2nd Chibok Schoolgirl Rescued
2nd Chibok Schoolgirl Rescued

A second girl kidnapped alongside more than 200 schoolgirls by Boko Haram nearly two years ago has been rescued, Nigeria’s army has said.

The first rescuee earlier met the country’s President Muhammadu Buhari.

An emailed statement carried by PR Nigeria, an official government agency, cited army spokesman Sani Usman “confirming the rescue of another Chibok girl this evening”.

Some 57 of the 276 girls abducted from the remote town in northeast Nigeria on April 14, 2014, escaped during the abduction, but parents of the remaining 219 accused then-president Goodluck Jonathan of not doing enough to find their daughters, AFP reported.

The abduction brought worldwide attention to the conflict, although until Amina and the latest student were found, there were few signs that any release was imminent.

Amina Ali Darsha Nkeki, the first girl to be rescued, was found by soldiers working with a vigilante group on Tuesday near Damboa, south of Maiduguri in the remote northeast.
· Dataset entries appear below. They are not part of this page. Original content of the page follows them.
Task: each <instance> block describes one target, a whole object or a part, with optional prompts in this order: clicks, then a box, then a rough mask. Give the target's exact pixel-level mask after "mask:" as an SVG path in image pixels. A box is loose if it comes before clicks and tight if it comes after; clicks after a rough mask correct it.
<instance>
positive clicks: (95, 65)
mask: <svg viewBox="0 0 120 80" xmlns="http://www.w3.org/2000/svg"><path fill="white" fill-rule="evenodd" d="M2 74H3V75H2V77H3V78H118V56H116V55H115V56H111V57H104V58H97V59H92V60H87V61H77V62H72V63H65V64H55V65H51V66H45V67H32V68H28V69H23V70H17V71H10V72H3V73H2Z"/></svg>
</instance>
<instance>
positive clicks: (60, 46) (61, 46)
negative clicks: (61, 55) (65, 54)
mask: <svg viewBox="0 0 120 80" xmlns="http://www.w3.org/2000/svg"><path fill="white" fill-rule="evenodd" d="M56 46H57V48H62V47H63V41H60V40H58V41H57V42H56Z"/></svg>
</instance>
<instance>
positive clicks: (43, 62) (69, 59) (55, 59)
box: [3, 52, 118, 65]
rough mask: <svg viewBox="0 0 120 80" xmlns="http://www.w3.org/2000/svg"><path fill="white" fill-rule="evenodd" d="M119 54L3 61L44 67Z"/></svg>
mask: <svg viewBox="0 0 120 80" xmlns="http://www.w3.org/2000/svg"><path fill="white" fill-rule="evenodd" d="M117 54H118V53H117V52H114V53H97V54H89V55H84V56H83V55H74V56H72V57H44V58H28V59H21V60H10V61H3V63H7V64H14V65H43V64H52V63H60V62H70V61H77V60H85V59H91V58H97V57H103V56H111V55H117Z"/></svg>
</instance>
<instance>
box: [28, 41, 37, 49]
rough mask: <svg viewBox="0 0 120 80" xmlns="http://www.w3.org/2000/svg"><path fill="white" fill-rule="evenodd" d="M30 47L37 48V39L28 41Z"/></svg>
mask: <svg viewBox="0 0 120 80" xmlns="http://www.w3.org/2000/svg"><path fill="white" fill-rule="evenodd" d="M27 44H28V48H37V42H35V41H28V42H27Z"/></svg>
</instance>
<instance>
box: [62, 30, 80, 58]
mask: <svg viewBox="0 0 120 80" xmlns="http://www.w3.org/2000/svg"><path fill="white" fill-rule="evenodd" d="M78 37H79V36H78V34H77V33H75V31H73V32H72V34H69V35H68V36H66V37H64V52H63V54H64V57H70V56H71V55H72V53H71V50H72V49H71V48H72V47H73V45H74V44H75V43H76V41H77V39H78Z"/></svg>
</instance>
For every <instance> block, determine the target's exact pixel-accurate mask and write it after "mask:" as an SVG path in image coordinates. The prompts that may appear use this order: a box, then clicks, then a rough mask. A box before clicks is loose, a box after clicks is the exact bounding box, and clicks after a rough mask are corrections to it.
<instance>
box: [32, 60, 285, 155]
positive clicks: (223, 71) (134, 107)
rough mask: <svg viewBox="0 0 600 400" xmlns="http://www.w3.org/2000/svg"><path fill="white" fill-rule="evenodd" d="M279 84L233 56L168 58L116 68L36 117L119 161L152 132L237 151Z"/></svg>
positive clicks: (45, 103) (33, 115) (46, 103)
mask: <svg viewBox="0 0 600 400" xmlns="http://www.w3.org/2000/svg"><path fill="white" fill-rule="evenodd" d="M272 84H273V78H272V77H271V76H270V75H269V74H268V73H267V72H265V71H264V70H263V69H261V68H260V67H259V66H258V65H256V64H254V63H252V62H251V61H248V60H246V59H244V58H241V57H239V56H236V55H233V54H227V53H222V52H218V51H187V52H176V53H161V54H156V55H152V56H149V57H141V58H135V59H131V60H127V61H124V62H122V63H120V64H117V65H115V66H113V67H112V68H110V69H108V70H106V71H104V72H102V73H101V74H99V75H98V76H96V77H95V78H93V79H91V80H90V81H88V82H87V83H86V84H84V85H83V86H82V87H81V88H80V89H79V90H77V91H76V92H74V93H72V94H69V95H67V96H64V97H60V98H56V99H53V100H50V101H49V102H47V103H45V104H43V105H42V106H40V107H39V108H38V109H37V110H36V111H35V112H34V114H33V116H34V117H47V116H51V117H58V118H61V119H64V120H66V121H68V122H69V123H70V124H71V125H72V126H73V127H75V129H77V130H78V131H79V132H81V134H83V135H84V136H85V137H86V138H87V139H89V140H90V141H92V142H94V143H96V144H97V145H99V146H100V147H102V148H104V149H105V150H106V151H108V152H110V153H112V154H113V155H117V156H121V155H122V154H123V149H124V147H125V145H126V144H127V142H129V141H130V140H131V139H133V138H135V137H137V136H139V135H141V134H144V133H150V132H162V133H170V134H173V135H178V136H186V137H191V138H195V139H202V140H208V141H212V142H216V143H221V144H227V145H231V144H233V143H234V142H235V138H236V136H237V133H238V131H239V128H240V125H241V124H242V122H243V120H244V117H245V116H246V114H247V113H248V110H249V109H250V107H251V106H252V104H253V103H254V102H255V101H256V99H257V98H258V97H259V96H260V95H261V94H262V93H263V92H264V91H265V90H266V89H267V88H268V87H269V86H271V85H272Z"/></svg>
Officials confirmed Amina was one of the 219 girls abducted from the government school in Chibok in April 2014.

The governor’s comments came shortly after Amina met Nigerian President Muhammadu Buhari, who voiced fresh hope for the recovery of the more than 200 others still being held.

Buhari said he was “delighted” at her release and the government was doing “all it can to rescue the remaining Chibok girls”.

The government would, he said, make it a priority that Amina, who has a four-month old baby, is able to return to school.

Amina is said to have told her relatives at a brief reunion at the family home in Mbalala, near Chibok, that most of the girls were still in the Sambisa Forest area of Borno state, but that six had died.

After Amina was discovered, the army said it had detained a suspected Boko Haram militant called Mohammed Hayatu who said he was her husband.

“We believe that in the coming weeks we shall recover the rest of the girls,” Governor Kashim Shettima told reporters. “The military is already moving into the forest.”

The governor of Borno state, in which Chibok is located, said the army was drawing up plans and moving into a Boko Haram forest stronghold to rescue the remaining girls.

Boko Haram has been waging a seven-year insurgency to set up a state in the area. The militant group, which last year pledged loyalty to the self-styled Islamic State terrorist group, still regularly stages suicide bombings and has used kidnapping as a weapon of war in the conflict.

The extremist group has killed at least 20,000 people, forced 2.6 million from their homes and devastated the northeast since 2009.